O contista Monteiro Lobato e o gosto pelo ato de narrar histórias

Antes de lançar-se como autor de literatura infantil, com A Menina do Narizinho Arrebitado, de 1920, Lobato é respeitado por seu talento como contista. O gosto pelo ato de narrar histórias, aliás, marca vários momentos da vida do autor. É importante que se recuperem alguns desses momentos na seqüência do trabalho, privilegiando, pois, a prosa de ficção da série literária designada pelo próprio autor de Literatura Geral. Essa motivação básica para o contar, narrar histórias irá determinar, em grande parte, a sofisticação discursiva alcançada no livro analisado, Reinações de Narizinho.

Edgard Cavalheiro aponta como provável primeira produção de Lobato com seu próprio nome o conto “Gens ennuyeux” (Gente aborrecida), publicado em O Onze de Agosto, o jornal do órgão estudantil da Faculdade de Direito de São Paulo, onde o escritor ingressa em 1900. A publicação dá-se em 1904, como resultado do primeiro lugar obtido pelo ficcionista num concurso de contos promovido pelo referido órgão. Monteiro Lobato ganha a seguinte avaliação de Amadeu Amaral: “... trecho bem construído, de prosa forte, maleável, corrente, colorida, e sobretudo tão pessoal e tão espiritualmente irônica.”85 Percebe-se que algumas das qualidades que fariam do autor um mestre da narrativa já são reconhecidas nessa primeira publicação: o domínio do curso da narração, a capacidade de envolver o leitor, a espontaneidade e originalidade de seus meios, o toque irônico.

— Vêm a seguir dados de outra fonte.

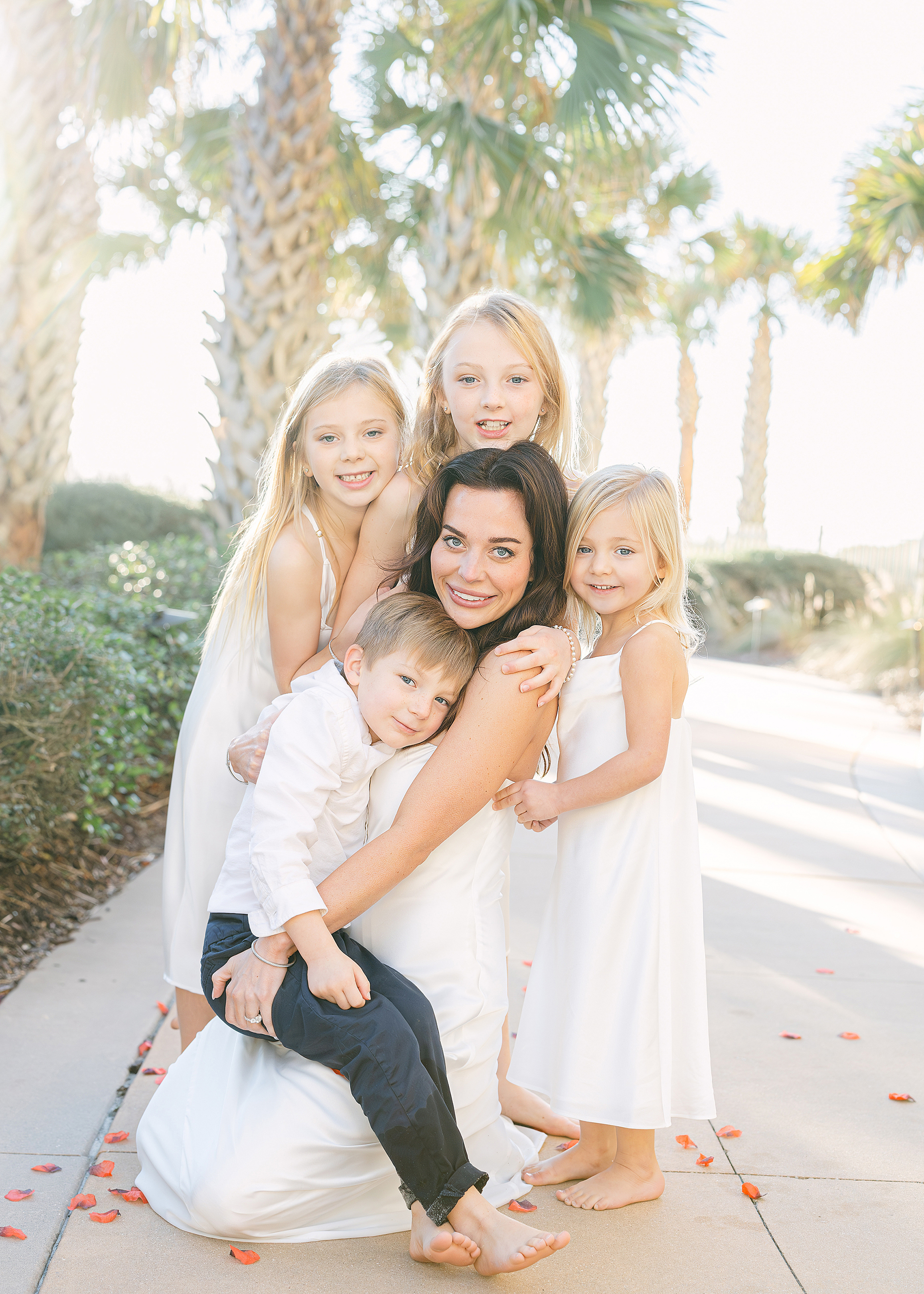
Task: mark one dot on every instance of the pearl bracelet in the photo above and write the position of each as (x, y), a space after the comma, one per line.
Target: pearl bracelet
(572, 643)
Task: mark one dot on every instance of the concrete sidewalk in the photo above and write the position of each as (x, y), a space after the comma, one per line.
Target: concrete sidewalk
(812, 813)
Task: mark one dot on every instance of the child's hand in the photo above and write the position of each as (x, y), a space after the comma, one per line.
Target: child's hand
(535, 803)
(336, 977)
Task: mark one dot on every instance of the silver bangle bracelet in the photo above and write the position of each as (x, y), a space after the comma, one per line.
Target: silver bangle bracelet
(281, 966)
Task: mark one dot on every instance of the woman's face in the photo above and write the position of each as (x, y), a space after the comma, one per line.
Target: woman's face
(351, 444)
(492, 391)
(483, 558)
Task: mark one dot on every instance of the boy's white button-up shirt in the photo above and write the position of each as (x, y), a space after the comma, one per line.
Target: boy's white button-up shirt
(307, 813)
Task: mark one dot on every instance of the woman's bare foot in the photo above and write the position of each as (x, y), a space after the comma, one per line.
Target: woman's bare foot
(506, 1245)
(581, 1161)
(531, 1112)
(617, 1187)
(433, 1244)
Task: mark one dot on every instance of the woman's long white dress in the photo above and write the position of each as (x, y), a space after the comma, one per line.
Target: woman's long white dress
(614, 1027)
(236, 681)
(246, 1141)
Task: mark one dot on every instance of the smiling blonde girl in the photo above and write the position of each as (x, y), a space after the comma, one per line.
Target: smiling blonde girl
(337, 447)
(614, 1027)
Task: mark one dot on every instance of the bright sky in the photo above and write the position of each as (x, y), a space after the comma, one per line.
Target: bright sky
(798, 87)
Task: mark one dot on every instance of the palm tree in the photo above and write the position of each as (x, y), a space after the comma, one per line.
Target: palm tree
(886, 223)
(765, 261)
(48, 218)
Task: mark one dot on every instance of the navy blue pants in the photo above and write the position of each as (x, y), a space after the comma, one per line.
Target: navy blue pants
(389, 1050)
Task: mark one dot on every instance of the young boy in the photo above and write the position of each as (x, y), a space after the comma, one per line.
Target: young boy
(337, 1003)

Quando se forma em Direito, o que se dá também em 1904, aos vinte e dois anos, o escritor já possui contos e crônicas suficientes para um livro, mas ainda acha prematuro lançar-se na cena literária brasileira. Revela isso ao amigo Godofredo Rangel, com quem inicia, ao retornar a Taubaté, uma longa correspondência, posteriormente recolhidas em volume por Edgard Cavalheiro, sob o título A barca de Gleyre. Com o amigo, Lobato discute muitos assuntos, mas os literários têm primazia nas cartas. É tão grande sua preocupação com a técnica narrativa, que, mesmo sendo possuidor de recursos admiráveis como prosador, o que já fora reconhecido por Amadeu Amaral, ainda é severo na autocrítica:

85 “Vida e obra de Monteiro Lobato por Edgard Cavalheiro”, prefácio de Urupês, 9.ed. São Paulo: Brasiliense (1a

Tenho um defeito grave: espremo e encurto demais o enredo, não o esclareço bem, não dou coloridos de transição, faltam-me tons, passo bruscamente duma coisa para outra, de modo que eu me entendo mas não me entendem os outros.86

Em outra carta, Lobato expõe a Rangel suas ambições como ficcionista e afirma que quer escrever contos como os de Maupassant, de Kipling, narrativas “concentradas”, que tenham “drama” ou que o levem a “entrever” drama. Diz que anseia por textos “com perspectivas”, que façam o leitor interromper a leitura para fixar-se numa “mosca invisível”, ou seja, para meditar sobre o que está no conto. Ele fala ainda da intenção de, através de sua ficção, deflagrar o que vai dentro do leitor e que não encontra expressão: “coisas”, “idéias”, “imagens”, “desejos”. Finaliza dizendo que quer escrever contos os quais o leitor possa resumir e contar a um amigo, e que, também esse amigo possa se interessar pelo texto87.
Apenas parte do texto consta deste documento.